Voidpunk Utopia is an exhibition featuring ink and charcoal drawings. Monochrome ink works devise fantasies of a better life, and large colorful drawings transform these fantasies into dream worlds that blur the lines between subject and object. In these works, elaborate fashions, unusual items, and alien festivities form utopias that address queer and autistic desires. In this way, they question the boundaries between entities and commodities and imagine an existence that thrives without a clear sense of identity.

The art also utilizes the playful science fiction and fantasy imagery of the voidpunk subculture to find joyous intersections between othered identities. Voidpunk, a subculture that unifies autistic, non-binary, transsexual, aromantic and asexual individuals, was founded on the common experience of being designated as not human or sub-human by a larger culture. The subculture in turn embraces non-humanity and non-human figures such as robots, aliens, ghosts and monsters in order to reclaim a sense of dignity. 

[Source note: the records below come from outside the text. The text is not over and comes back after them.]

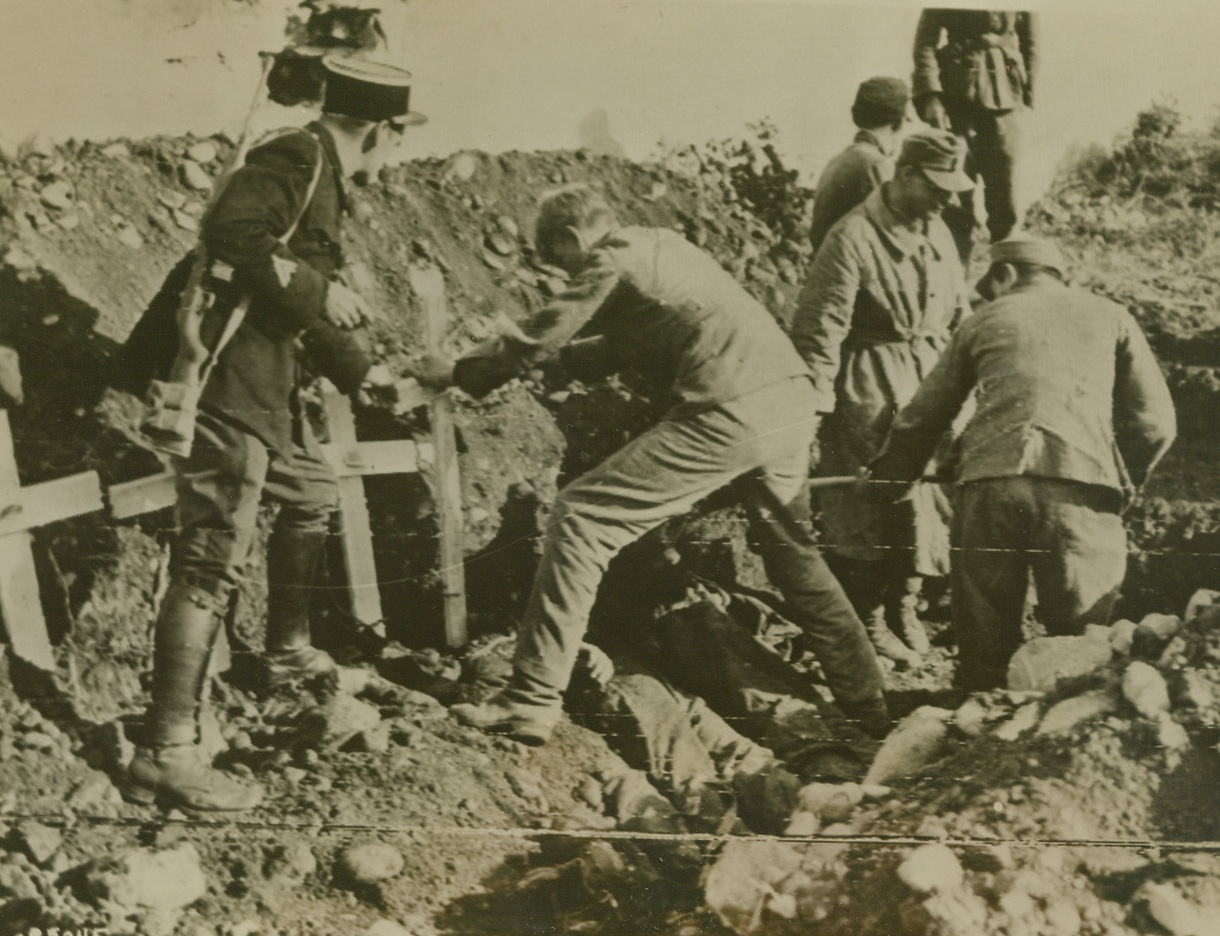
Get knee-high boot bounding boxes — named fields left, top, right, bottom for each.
left=263, top=527, right=337, bottom=687
left=836, top=558, right=921, bottom=670
left=125, top=581, right=263, bottom=811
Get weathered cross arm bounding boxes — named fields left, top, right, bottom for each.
left=0, top=411, right=104, bottom=671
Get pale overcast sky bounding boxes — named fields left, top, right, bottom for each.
left=2, top=0, right=1219, bottom=201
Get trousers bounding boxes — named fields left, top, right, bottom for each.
left=942, top=104, right=1023, bottom=254
left=513, top=377, right=884, bottom=706
left=170, top=410, right=339, bottom=604
left=951, top=476, right=1128, bottom=690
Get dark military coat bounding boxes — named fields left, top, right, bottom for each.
left=113, top=121, right=370, bottom=453
left=913, top=9, right=1037, bottom=111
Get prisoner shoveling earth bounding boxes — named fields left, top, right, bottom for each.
left=2, top=16, right=1220, bottom=936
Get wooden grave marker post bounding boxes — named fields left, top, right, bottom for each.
left=319, top=380, right=431, bottom=636
left=408, top=263, right=468, bottom=648
left=0, top=411, right=104, bottom=671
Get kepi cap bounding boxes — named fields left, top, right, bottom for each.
left=322, top=53, right=427, bottom=127
left=991, top=234, right=1066, bottom=274
left=852, top=77, right=909, bottom=127
left=897, top=129, right=973, bottom=192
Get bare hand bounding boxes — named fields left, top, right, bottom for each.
left=576, top=643, right=615, bottom=687
left=324, top=280, right=373, bottom=330
left=411, top=354, right=456, bottom=390
left=920, top=95, right=949, bottom=129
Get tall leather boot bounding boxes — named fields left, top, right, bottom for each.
left=835, top=558, right=920, bottom=670
left=125, top=581, right=264, bottom=811
left=262, top=527, right=337, bottom=689
left=450, top=667, right=564, bottom=746
left=861, top=602, right=921, bottom=670
left=887, top=575, right=931, bottom=655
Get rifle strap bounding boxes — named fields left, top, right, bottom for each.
left=200, top=131, right=327, bottom=384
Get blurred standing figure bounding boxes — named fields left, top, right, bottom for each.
left=869, top=236, right=1176, bottom=690
left=913, top=8, right=1037, bottom=259
left=791, top=130, right=973, bottom=670
left=809, top=77, right=909, bottom=257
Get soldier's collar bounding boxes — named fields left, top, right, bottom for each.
left=866, top=186, right=943, bottom=261
left=307, top=121, right=349, bottom=215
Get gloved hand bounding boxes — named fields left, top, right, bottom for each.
left=576, top=642, right=615, bottom=688
left=857, top=469, right=911, bottom=505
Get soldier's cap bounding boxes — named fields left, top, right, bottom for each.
left=991, top=234, right=1066, bottom=274
left=852, top=77, right=909, bottom=125
left=322, top=53, right=427, bottom=127
left=897, top=129, right=973, bottom=192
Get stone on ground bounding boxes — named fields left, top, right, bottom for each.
left=1121, top=661, right=1171, bottom=719
left=703, top=840, right=803, bottom=933
left=1007, top=635, right=1112, bottom=692
left=80, top=844, right=207, bottom=927
left=337, top=841, right=405, bottom=885
left=896, top=843, right=964, bottom=894
left=1037, top=688, right=1118, bottom=736
left=864, top=706, right=952, bottom=786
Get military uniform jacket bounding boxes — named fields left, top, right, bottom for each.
left=872, top=280, right=1177, bottom=497
left=113, top=122, right=371, bottom=454
left=789, top=186, right=969, bottom=571
left=809, top=130, right=894, bottom=257
left=913, top=9, right=1037, bottom=111
left=453, top=226, right=809, bottom=419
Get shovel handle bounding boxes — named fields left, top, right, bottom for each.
left=807, top=474, right=953, bottom=491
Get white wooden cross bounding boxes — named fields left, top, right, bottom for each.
left=108, top=386, right=435, bottom=639
left=319, top=380, right=432, bottom=635
left=3, top=387, right=441, bottom=672
left=0, top=411, right=104, bottom=671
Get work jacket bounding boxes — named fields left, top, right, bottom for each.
left=453, top=226, right=809, bottom=419
left=789, top=186, right=969, bottom=569
left=113, top=123, right=371, bottom=453
left=913, top=9, right=1037, bottom=111
left=871, top=279, right=1177, bottom=499
left=809, top=130, right=894, bottom=257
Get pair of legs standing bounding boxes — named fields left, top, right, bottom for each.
left=941, top=103, right=1023, bottom=262
left=127, top=411, right=339, bottom=810
left=454, top=377, right=886, bottom=743
left=951, top=477, right=1127, bottom=691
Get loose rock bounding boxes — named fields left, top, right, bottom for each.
left=337, top=841, right=405, bottom=885
left=1121, top=660, right=1170, bottom=719
left=117, top=224, right=144, bottom=249
left=39, top=181, right=74, bottom=210
left=953, top=698, right=989, bottom=737
left=864, top=706, right=952, bottom=786
left=703, top=840, right=803, bottom=934
left=186, top=140, right=218, bottom=164
left=1139, top=881, right=1203, bottom=935
left=1037, top=688, right=1117, bottom=736
left=897, top=843, right=964, bottom=894
left=1111, top=619, right=1138, bottom=655
left=17, top=820, right=61, bottom=866
left=1007, top=635, right=1112, bottom=692
left=993, top=701, right=1042, bottom=742
left=180, top=160, right=212, bottom=192
left=80, top=844, right=207, bottom=917
left=298, top=694, right=383, bottom=751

The works of Voidpunk Utopia realize my connection with this subculture by meticulously expanding on my personal imaginary worlds. I see voidpunk as a tool for exploring identity, and appreciate its ability to transgress the boundaries that often divide queer and neuroqueer identities. My work embraces impossible worlds because they bring together my various identities (which are often characterized as separate experiences), and they acknowledge my fantasies and desires rather than pathologizing them. By embracing desire as an empathetic force, my figures express an agency and love for life that is often characterized as lesser than or non-existent in queer and autistic individuals.